Langford Dolores P, Fleig Lena, Brown Kristin C, Cho Nancy J, Frost Maeve, Ledoyen Monique, Lehn Jayne, Panagiotopoulos Kostas, Sharpe Nina, Ashe Maureen C
Vancouver Coastal Health, The University of British Columbia (UBC), Vancouver, BC, Canada ; Department of Physical Therapy, The University of British Columbia (UBC), Vancouver, BC, Canada.
Department of Family Practice, The University of British Columbia (UBC), Vancouver, BC, Canada ; Centre for Hip Health and Mobility, Vancouver, BC, Canada ; Freie Universität Berlin, Health Psychology, Berlin, Germany.
Patient Prefer Adherence. 2015 Sep 22;9:1343-51. doi: 10.2147/PPA.S86922. eCollection 2015.
Our primary aim of this pilot study was to test feasibility of the planned design, the interventions (education plus telephone coaching), and the outcome measures, and to facilitate a power calculation for a future randomized controlled trial to improve adherence to recovery goals following hip fracture.
This is a parallel 1:1 randomized controlled feasibility study.
The study was conducted in a teaching hospital in Vancouver, BC, Canada.
Participants were community-dwelling adults over 60 years of age with a recent hip fracture. They were recruited and assessed in hospital, and then randomized after hospital discharge to the intervention or control group by a web-based randomization service. Treatment allocation was concealed to the investigators, measurement team, and data entry assistants and analysts. Participants and the research physiotherapist were aware of treatment allocation.
Intervention included usual care for hip fracture plus a 1-hour in-hospital educational session using a patient-centered educational manual and four videos, and up to five postdischarge telephone calls from a physiotherapist to provide recovery coaching. The control group received usual care plus a 1-hour in-hospital educational session using the educational manual and videos.
Our primary outcome was feasibility, specifically recruitment and retention of participants. We also collected selected health outcomes, including health-related quality of life (EQ5D-5L), gait speed, and psychosocial factors (ICEpop CAPability measure for Older people and the Hospital Anxiety and Depression Scale).
Our pilot study results indicate that it is feasible to recruit, retain, and provide follow-up telephone coaching to older adults after hip fracture. We enrolled 30 older adults (mean age 81.5 years; range 61-97 years), representing a 42% recruitment rate. Participants excluded were those who were not community dwelling on admission, were discharged to a residential care facility, had physician-diagnosed dementia, and/or had medical contraindications to participation. There were 27 participants who completed the study: eleven in the intervention group, 15 in the control group, and one participant completed a qualitative interview only. There were no differences between groups for health measures.

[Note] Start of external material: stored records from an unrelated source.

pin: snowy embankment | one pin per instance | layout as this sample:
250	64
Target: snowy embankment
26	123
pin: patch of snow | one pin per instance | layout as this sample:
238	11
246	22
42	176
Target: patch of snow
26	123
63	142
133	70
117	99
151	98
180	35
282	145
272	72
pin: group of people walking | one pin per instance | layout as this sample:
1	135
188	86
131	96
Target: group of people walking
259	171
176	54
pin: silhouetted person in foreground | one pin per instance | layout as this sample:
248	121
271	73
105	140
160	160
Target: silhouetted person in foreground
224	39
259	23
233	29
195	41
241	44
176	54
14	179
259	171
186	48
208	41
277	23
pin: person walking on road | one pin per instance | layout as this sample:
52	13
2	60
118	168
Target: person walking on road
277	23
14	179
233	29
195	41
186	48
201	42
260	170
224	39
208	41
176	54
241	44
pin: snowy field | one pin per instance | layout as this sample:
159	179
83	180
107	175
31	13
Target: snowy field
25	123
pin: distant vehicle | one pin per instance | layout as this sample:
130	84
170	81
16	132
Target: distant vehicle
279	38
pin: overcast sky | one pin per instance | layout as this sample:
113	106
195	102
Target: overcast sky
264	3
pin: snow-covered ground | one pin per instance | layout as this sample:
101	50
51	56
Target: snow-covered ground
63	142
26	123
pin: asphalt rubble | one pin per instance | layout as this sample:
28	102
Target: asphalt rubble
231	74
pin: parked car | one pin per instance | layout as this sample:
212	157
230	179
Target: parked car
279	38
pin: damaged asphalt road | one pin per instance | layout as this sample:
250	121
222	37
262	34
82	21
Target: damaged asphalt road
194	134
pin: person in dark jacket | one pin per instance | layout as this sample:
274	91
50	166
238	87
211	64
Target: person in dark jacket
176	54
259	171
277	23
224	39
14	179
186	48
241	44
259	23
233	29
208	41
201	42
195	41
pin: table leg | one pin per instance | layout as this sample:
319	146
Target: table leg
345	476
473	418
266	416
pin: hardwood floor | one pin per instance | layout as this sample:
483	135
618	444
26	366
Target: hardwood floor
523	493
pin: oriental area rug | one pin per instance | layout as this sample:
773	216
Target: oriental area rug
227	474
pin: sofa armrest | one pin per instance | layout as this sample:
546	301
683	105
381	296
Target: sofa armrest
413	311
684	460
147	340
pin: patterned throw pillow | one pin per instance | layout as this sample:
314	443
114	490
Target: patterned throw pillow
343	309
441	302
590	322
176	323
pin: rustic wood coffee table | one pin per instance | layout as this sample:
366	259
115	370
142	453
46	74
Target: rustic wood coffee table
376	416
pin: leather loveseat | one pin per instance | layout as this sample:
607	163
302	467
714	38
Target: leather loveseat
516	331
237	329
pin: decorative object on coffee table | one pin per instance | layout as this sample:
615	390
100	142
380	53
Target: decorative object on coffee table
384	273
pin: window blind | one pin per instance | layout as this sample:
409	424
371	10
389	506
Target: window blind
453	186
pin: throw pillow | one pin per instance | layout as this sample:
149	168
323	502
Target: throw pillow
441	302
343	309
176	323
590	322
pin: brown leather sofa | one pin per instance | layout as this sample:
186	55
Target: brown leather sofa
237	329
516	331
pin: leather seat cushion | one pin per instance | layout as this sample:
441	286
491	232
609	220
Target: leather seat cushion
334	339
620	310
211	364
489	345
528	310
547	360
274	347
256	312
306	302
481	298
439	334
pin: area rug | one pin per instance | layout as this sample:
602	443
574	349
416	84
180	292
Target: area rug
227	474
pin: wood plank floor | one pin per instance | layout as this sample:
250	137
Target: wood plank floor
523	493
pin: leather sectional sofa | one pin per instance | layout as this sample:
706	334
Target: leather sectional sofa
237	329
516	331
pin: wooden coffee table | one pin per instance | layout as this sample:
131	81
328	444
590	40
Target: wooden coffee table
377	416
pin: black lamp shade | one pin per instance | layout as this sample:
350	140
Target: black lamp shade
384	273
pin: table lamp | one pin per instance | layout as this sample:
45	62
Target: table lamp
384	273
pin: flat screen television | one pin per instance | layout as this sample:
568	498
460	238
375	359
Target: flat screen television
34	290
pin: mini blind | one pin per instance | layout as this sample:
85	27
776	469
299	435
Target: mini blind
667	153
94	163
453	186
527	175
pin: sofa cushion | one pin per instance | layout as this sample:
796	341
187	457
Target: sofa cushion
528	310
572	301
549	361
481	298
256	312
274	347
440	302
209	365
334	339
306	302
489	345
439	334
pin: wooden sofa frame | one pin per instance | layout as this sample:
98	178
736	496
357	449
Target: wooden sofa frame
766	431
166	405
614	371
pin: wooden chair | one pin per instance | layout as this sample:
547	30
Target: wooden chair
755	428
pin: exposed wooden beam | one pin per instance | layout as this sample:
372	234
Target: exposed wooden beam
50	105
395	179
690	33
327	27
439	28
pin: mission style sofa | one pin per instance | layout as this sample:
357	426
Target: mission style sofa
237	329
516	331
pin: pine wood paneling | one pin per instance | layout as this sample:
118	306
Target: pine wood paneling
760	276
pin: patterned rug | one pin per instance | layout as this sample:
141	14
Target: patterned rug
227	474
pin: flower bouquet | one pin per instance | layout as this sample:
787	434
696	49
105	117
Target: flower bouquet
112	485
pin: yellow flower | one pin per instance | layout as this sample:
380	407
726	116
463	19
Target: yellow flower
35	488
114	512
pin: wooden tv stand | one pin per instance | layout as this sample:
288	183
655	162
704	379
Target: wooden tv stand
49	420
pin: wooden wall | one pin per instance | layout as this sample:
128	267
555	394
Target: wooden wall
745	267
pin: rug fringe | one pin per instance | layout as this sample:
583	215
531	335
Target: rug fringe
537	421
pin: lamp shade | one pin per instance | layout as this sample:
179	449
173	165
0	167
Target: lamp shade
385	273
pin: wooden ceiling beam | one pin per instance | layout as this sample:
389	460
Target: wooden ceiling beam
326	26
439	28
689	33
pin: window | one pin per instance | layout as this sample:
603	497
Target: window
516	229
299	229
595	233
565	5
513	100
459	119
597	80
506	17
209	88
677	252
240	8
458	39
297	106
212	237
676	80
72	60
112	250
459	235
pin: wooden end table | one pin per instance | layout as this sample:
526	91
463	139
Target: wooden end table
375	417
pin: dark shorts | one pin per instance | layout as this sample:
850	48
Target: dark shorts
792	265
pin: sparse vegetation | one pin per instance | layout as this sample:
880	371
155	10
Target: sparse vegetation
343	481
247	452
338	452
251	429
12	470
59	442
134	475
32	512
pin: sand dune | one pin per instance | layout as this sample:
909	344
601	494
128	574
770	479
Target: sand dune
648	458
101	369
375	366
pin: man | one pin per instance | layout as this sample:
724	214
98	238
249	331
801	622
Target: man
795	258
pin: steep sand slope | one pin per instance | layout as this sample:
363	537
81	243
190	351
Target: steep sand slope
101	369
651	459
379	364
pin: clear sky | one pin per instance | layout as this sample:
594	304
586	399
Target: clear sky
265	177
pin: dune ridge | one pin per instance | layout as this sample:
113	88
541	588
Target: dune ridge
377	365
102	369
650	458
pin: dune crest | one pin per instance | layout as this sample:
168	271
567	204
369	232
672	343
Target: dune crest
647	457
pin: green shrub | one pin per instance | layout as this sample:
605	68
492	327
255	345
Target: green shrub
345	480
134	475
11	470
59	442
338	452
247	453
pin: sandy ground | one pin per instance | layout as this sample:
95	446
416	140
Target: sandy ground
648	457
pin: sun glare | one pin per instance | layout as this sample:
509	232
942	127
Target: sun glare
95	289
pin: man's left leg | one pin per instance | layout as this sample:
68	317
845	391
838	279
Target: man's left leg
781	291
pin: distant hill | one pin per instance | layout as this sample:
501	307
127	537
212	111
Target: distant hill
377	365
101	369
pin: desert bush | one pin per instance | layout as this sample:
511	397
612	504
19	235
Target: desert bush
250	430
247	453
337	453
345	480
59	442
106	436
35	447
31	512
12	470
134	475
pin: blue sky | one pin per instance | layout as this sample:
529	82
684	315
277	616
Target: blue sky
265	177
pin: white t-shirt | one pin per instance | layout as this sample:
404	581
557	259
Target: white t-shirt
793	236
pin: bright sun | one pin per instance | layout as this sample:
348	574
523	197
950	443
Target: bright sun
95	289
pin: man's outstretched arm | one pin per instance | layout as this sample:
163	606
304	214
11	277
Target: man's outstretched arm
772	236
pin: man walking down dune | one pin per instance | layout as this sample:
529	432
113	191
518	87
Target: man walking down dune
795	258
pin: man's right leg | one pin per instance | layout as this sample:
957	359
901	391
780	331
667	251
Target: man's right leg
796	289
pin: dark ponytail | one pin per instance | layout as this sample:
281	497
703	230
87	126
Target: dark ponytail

We highlight the feasibility of telephone coaching for older adults after hip fracture to improve adherence to mobility recovery goals.
本试点研究的主要目的是测试计划设计、干预措施(教育加电话指导)和结局指标的可行性,并为未来一项旨在提高髋部骨折后康复目标依从性的随机对照试验进行样本量计算。
这是一项1:1平行随机对照可行性研究。
该研究在加拿大不列颠哥伦比亚省温哥华的一家教学医院进行。
参与者为60岁以上近期发生髋部骨折的社区居住成年人。他们在医院招募和评估,出院后通过基于网络的随机服务随机分为干预组或对照组。治疗分配对研究者、测量团队、数据录入助手和分析师保密。参与者和研究物理治疗师知晓治疗分配情况。
干预措施包括髋部骨折的常规护理,以及使用以患者为中心的教育手册和四段视频进行1小时的院内教育课程,还有物理治疗师最多进行五次出院后电话随访以提供康复指导。对照组接受常规护理加使用教育手册和视频进行1小时的院内教育课程。
我们的主要结局是可行性,具体而言是参与者的招募和留存情况。我们还收集了选定的健康结局指标,包括健康相关生活质量(EQ5D - 5L)、步速以及心理社会因素(老年人ICEpop CAPability量表和医院焦虑抑郁量表)。
我们的试点研究结果表明,对髋部骨折后的老年人进行招募、留存并提供随访电话指导是可行的。我们招募了30名老年人(平均年龄81.5岁;范围61 - 97岁),招募率为42%。被排除的参与者是那些入院时不住在社区、出院后入住寄宿护理机构、有医生诊断的痴呆症和/或有参与医学禁忌的人。有27名参与者完成了研究:干预组11名,对照组15名,还有1名参与者仅完成了定性访谈。两组在健康指标方面没有差异。
我们强调了对髋部骨折后的老年人进行电话指导以提高对活动能力恢复目标依从性的可行性。